I think they all feed into each other. I think sometimes outside observers aren't sure if someone is only dressing up for the aesthetics, or if it's because they strongly identify with a subculture or style tribe. For instance, gothic lolita. There's no one answer, but some people who dress in that way have nothing to do with gothic culture, and the dark look is simply a stylistic choice. However, there are also people who dress in this style that are goths at their core, in terms of genuinely loving the lifestyle and the music. And, that's what I love about Tokyo's subcultures. There's a lot of fluidity.
—Do you see any points where Japanese culture and Goth culture meet?
Yes, absolutely, because I see this among other subcultures and fashion tribes where there's a uniquely Japanese twist on it. So, you see the Japanese-style lolitas with kimonos, and the hair ornaments that you might see in traditional Japanese clothing. There's one brand called OzzOn that does it extremely well. You'll see the cuts and layering that are identified with traditional Japanese garments, but with the addition of cyber futuristic gothic style.
—You seem to have traveled to a dizzying array of cities worldwide. What are some things about Tokyo that keep drawing you back here?
I think it is mostly because of my own personal relationship and experiences with Japan, just because I have so many friends here. For me, it's everything. I love the onsen, seeing the temples, and traveling around Japan.
—What are some things that you appreciate the most about Japanese fashion?
I think it's the immense creativity and eccentricity, and attention to detail. You see handmade elements and an ability to mix and match and go beyond labels - labels like gothic or punk - that you might not see in a western counterpart subculture. When I went to a Tokyo gothic party, I saw people in these handmade petticoats and feathered eyelashes, and ornate headdresses. So, I just think the attention to detail and aesthetics, and the ability to go far beyond what is known as a stereotypical look, and really express themselves in that way makes it unique.
—Where are some of your favorite go-to places to look for clothes when you come to Tokyo?

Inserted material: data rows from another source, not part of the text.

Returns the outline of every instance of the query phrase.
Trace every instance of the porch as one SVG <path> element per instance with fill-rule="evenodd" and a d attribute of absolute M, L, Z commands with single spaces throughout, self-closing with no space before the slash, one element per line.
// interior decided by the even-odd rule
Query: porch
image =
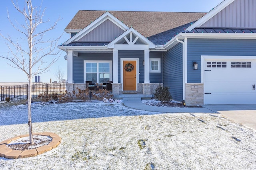
<path fill-rule="evenodd" d="M 137 90 L 123 91 L 122 83 L 112 83 L 112 93 L 113 98 L 123 99 L 124 98 L 140 98 L 142 99 L 150 99 L 153 97 L 155 89 L 158 86 L 163 85 L 162 83 L 138 83 Z M 86 83 L 67 83 L 68 92 L 72 93 L 74 90 L 78 92 L 78 88 L 81 90 L 86 88 Z"/>

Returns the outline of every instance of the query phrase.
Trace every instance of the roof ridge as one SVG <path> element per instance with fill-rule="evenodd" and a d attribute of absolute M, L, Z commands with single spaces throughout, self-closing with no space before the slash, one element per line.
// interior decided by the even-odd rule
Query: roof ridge
<path fill-rule="evenodd" d="M 168 12 L 168 11 L 122 11 L 122 10 L 80 10 L 79 11 L 98 11 L 102 12 L 154 12 L 154 13 L 196 13 L 200 14 L 203 13 L 205 14 L 206 12 Z"/>

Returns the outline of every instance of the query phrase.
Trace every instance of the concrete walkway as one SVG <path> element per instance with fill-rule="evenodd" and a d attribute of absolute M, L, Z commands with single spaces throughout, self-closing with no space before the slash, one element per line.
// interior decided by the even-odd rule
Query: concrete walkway
<path fill-rule="evenodd" d="M 203 106 L 256 130 L 256 104 L 215 104 Z"/>
<path fill-rule="evenodd" d="M 162 113 L 220 113 L 234 121 L 256 130 L 256 105 L 218 104 L 202 107 L 166 107 L 147 105 L 141 100 L 124 100 L 124 106 L 134 109 Z"/>
<path fill-rule="evenodd" d="M 123 103 L 126 106 L 139 110 L 162 113 L 216 113 L 215 111 L 205 107 L 166 107 L 147 105 L 141 100 L 126 100 Z"/>

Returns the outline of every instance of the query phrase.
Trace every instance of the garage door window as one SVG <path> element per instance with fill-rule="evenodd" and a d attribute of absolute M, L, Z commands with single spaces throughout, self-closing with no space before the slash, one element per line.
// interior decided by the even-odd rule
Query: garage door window
<path fill-rule="evenodd" d="M 227 62 L 207 62 L 206 65 L 208 68 L 226 68 Z"/>
<path fill-rule="evenodd" d="M 232 68 L 250 68 L 251 62 L 231 62 Z"/>

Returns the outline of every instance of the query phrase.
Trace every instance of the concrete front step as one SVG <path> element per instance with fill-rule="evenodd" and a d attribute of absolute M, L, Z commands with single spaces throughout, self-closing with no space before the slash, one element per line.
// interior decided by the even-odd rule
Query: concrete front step
<path fill-rule="evenodd" d="M 124 101 L 141 101 L 141 98 L 123 98 L 123 100 Z"/>
<path fill-rule="evenodd" d="M 113 98 L 114 99 L 124 99 L 124 98 L 139 98 L 141 99 L 151 99 L 152 95 L 144 95 L 143 94 L 121 94 L 118 95 L 114 95 Z"/>

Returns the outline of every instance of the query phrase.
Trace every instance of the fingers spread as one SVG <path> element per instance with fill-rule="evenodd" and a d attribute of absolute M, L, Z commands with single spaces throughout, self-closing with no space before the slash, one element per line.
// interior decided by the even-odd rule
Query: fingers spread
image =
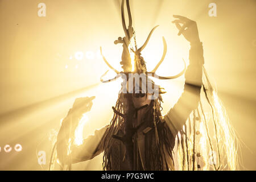
<path fill-rule="evenodd" d="M 177 28 L 179 29 L 179 30 L 180 30 L 180 28 L 181 28 L 181 26 L 180 26 L 180 24 L 179 23 L 175 23 L 175 25 L 176 25 Z"/>
<path fill-rule="evenodd" d="M 180 19 L 175 19 L 175 20 L 173 20 L 172 22 L 172 23 L 182 23 L 182 24 L 184 23 L 184 21 L 182 21 Z"/>
<path fill-rule="evenodd" d="M 181 27 L 180 28 L 180 31 L 178 33 L 178 35 L 180 35 L 180 34 L 182 34 L 182 32 L 183 32 L 183 31 L 184 31 L 185 28 L 187 27 L 187 25 L 185 24 L 184 24 L 182 27 Z"/>
<path fill-rule="evenodd" d="M 185 16 L 180 16 L 180 15 L 174 15 L 174 18 L 179 18 L 181 20 L 184 22 L 188 22 L 191 21 L 191 20 L 189 19 L 188 18 L 185 17 Z"/>

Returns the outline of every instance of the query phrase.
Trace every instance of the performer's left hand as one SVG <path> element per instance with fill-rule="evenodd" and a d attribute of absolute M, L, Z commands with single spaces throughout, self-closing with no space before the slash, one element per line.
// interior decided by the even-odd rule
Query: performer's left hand
<path fill-rule="evenodd" d="M 172 22 L 175 23 L 179 29 L 179 36 L 181 34 L 183 35 L 184 37 L 191 44 L 200 42 L 196 22 L 180 15 L 174 15 L 174 17 L 177 18 Z"/>

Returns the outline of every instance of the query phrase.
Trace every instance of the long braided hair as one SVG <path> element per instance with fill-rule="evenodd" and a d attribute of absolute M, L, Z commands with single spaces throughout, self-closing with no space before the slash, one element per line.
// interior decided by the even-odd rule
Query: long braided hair
<path fill-rule="evenodd" d="M 122 90 L 122 89 L 121 89 Z M 168 155 L 172 159 L 172 147 L 170 141 L 168 139 L 168 131 L 160 122 L 160 117 L 162 116 L 161 111 L 162 107 L 161 103 L 163 102 L 161 94 L 164 93 L 162 88 L 159 87 L 159 96 L 155 100 L 152 100 L 148 106 L 150 107 L 147 114 L 145 121 L 148 122 L 149 126 L 154 128 L 154 121 L 158 123 L 157 127 L 155 130 L 156 133 L 151 132 L 150 135 L 148 140 L 156 141 L 156 138 L 159 138 L 159 142 L 154 142 L 155 144 L 148 145 L 148 148 L 146 148 L 147 156 L 150 159 L 150 164 L 146 169 L 148 170 L 164 170 L 168 169 L 167 167 L 167 158 L 166 154 Z M 118 94 L 115 107 L 113 107 L 114 115 L 109 125 L 108 130 L 106 131 L 104 136 L 104 156 L 102 167 L 104 170 L 110 171 L 117 169 L 113 168 L 111 158 L 113 155 L 112 144 L 114 139 L 112 136 L 120 129 L 123 129 L 124 131 L 129 132 L 129 129 L 130 127 L 132 122 L 132 117 L 135 113 L 135 109 L 133 106 L 131 100 L 131 94 L 123 93 L 121 91 Z M 154 113 L 155 113 L 155 114 Z M 155 115 L 155 119 L 154 118 Z M 157 135 L 157 136 L 156 136 Z M 126 149 L 127 150 L 127 149 Z M 167 151 L 167 154 L 161 151 Z M 173 162 L 173 160 L 172 160 Z M 166 166 L 166 167 L 164 167 Z"/>

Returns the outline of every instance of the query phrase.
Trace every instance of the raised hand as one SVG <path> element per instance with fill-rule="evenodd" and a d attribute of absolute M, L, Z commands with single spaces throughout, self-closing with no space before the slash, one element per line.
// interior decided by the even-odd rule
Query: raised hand
<path fill-rule="evenodd" d="M 195 21 L 180 15 L 174 15 L 177 18 L 172 22 L 175 23 L 179 31 L 178 35 L 183 35 L 184 37 L 191 44 L 200 43 L 197 26 Z"/>

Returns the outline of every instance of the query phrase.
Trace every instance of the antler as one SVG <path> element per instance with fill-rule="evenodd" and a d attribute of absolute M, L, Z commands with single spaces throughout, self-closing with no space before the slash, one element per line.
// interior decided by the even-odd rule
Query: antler
<path fill-rule="evenodd" d="M 182 71 L 181 71 L 179 73 L 177 74 L 176 75 L 171 76 L 158 76 L 158 75 L 156 75 L 154 72 L 147 72 L 147 74 L 148 74 L 148 75 L 150 74 L 151 75 L 148 75 L 148 76 L 151 76 L 151 77 L 158 78 L 159 80 L 170 80 L 170 79 L 174 79 L 174 78 L 178 78 L 180 76 L 181 76 L 182 75 L 183 75 L 183 73 L 185 73 L 185 71 L 186 71 L 186 68 L 187 68 L 186 63 L 185 62 L 185 61 L 183 59 L 182 60 L 183 60 L 184 67 L 183 68 L 183 70 Z M 160 65 L 159 63 L 160 63 L 160 62 L 158 63 L 158 64 Z"/>
<path fill-rule="evenodd" d="M 163 52 L 163 56 L 162 56 L 160 61 L 158 63 L 158 64 L 156 65 L 155 68 L 154 68 L 154 69 L 152 71 L 151 71 L 151 72 L 155 73 L 158 67 L 160 66 L 160 65 L 162 64 L 162 63 L 163 63 L 163 60 L 164 60 L 164 57 L 166 57 L 166 52 L 167 52 L 167 44 L 166 44 L 166 41 L 164 37 L 163 37 L 163 43 L 164 44 L 164 51 Z"/>
<path fill-rule="evenodd" d="M 107 64 L 107 65 L 113 71 L 114 71 L 117 74 L 118 74 L 119 73 L 120 73 L 119 72 L 118 72 L 117 70 L 116 70 L 115 68 L 114 68 L 113 67 L 112 67 L 112 66 L 108 62 L 108 61 L 106 60 L 106 58 L 105 57 L 105 56 L 103 55 L 102 53 L 102 49 L 101 48 L 101 56 L 103 58 L 103 60 L 104 60 L 105 63 L 106 63 L 106 64 Z M 105 73 L 105 74 L 106 74 L 106 73 Z"/>
<path fill-rule="evenodd" d="M 146 40 L 145 43 L 144 43 L 144 44 L 139 48 L 138 49 L 138 52 L 141 52 L 141 51 L 142 51 L 143 49 L 144 49 L 144 48 L 146 47 L 146 46 L 147 46 L 149 39 L 150 39 L 150 37 L 151 36 L 152 34 L 153 33 L 154 31 L 155 30 L 155 28 L 156 28 L 158 27 L 159 27 L 159 26 L 158 25 L 156 26 L 155 26 L 155 27 L 153 28 L 153 29 L 152 29 L 152 30 L 150 31 L 150 34 L 148 35 L 148 36 L 147 36 L 147 40 Z"/>

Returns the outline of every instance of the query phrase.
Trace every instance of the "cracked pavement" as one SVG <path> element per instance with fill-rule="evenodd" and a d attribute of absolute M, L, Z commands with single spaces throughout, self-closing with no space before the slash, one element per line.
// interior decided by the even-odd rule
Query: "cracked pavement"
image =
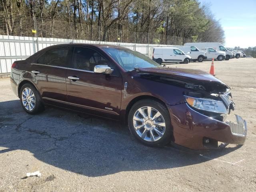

Of course, there's Laforet in Harajuku, the department store. The basement levels have all the main gothic lolita and punk fashion brands like ALICE and the PIRATES and BABY, THE STARS SHINE BRIGHT; all the classic brands. And, I like to visit indie designers. That's my priority, to visit the people in the subculture that run their own little shops. And, one of them is Kikirara Shoten, a shop that makes corsets and hats and bags, and what you might describe as carnival dolly meets darkness.
—Who are some of your other favorite Japanese designers from the past and the present?
There are classic ones like alice auaa, there's Moi-meme-Moitie...that's really classic gothic-lolita, with the black and blue antique Victorian dolly style, with the bonnets and parasols and all that.
—What are some of your favorite best-kept secrets about Tokyo, and what do you like most about them?
Some of them are tiny niche bars. One is in Nakano. It's called Daikaiju Salon. And, it's all about those 1960's monsters in the kaiju movies. So, people are hardcore fans, and they'll go and they'll watch these old VHS tapes of these monster-fight TV shows. And they'll even dress up (as the monsters)! That's something that you wouldn't easily find on google, or on a list of weird things to do in Japan.
—Do you have anything else that we haven't covered today that you'd like to share with potential travelers to Tokyo?
I would say just don't be intimidated by the language, or if you don't know anyone there. If you're intrigued - say - by a punk club, or a gothic concert, or something, just go! Every person who took my advice and just went had a wonderful experience. I think there's really an incredible warmth, openness and acceptance (in Tokyo). And, that's what makes it so wonderful.